I look on at the tragedy unfolding in Gaza with a mixture of deep sorrow and outrage – as I imagine many others do as well. Sorrow that violence and suffering appear to have become not the exception, but the expected norm on both sides, although clearly the suffering disproportionately felt by the Palestinians. Outrage that the elected leaders on both sides continue to let down their own people by perpetuating demonstrably flawed ideologies and policies.
It has gotten to the point where I believe many don’t even see a solution to Israel/Palestine conflict as a possibility any more. But there is a solution. In fact, there’s not just one solution, but hundreds, even thousands of solutions.
The caveat is that ‘solution’ here means a proposal whereby both sides can benefit, and over time come to live in peace. An ‘objective solution’, if you will. Many have already been proposed. And there are undoubtedly many more left unexplored.
However, an ‘objective solution’ isn’t necessarily one that both sides will accept.

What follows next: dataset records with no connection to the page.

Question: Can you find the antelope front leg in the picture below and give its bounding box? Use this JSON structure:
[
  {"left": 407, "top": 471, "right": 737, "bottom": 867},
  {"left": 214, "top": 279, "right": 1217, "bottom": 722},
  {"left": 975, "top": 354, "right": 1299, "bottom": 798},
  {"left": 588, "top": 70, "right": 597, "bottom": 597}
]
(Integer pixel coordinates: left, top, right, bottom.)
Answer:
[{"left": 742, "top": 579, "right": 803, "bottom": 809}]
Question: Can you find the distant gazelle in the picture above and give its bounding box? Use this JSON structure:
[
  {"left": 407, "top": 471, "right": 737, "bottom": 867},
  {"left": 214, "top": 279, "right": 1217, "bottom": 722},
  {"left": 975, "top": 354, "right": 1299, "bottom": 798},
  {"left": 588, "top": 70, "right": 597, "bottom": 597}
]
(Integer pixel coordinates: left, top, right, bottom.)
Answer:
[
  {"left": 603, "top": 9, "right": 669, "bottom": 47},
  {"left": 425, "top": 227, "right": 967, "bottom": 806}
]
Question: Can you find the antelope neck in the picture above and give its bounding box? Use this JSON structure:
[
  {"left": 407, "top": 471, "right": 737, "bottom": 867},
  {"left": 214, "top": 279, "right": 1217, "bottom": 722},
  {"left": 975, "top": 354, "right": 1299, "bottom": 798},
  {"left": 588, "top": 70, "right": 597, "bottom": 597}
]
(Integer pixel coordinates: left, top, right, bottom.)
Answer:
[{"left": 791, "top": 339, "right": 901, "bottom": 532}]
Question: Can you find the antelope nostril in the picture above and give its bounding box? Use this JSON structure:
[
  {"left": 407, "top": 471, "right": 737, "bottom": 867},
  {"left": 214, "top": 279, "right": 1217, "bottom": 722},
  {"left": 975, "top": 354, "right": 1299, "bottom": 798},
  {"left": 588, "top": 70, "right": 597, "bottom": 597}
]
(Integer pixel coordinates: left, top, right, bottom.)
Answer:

And that’s the great tragedy. Obstinacy on both sides of the conflict are preventing any solution from sticking.
This means the solution to the Israel/Palestine conflict is not a material one. It’s a psychological one. Finding the solution isn’t just a matter of tweaking the variables, it’s a matter of convincing the players involved to accept it.
Yet, sadly, a Venn diagram representing the sets of proposals acceptable by Israelis and Palestinians don’t overlap.
But all is not lost. Summits might seem like more pointless tweaking of the variables. But summits do foster one essential ingredient to a psychological solution: trust. However, that’s only the first step. The next step is for the respective leaders to gain the trust of their own people, and convince them that the solution is good for them.
Only then will a solution stick. Any lasting solution cannot be purely top-down; it cannot begin and end at a summit. It must be bottom-up; it must come from the will of the people themselves.
So, while a solution might seem hopeless in light of recent developments, it’s never entirely hopeless. The Israel/Palestine conflict is fundamentally a psychological one. And psychology is malleable.
The only potential barrier to a psychological solution in my eyes is the role of religion in the conflict. Religion has a knack for galvanising thinking and stifling any possibility of change. We can only hope that humanity will prevail – after all, that’s what religion is supposed to promote.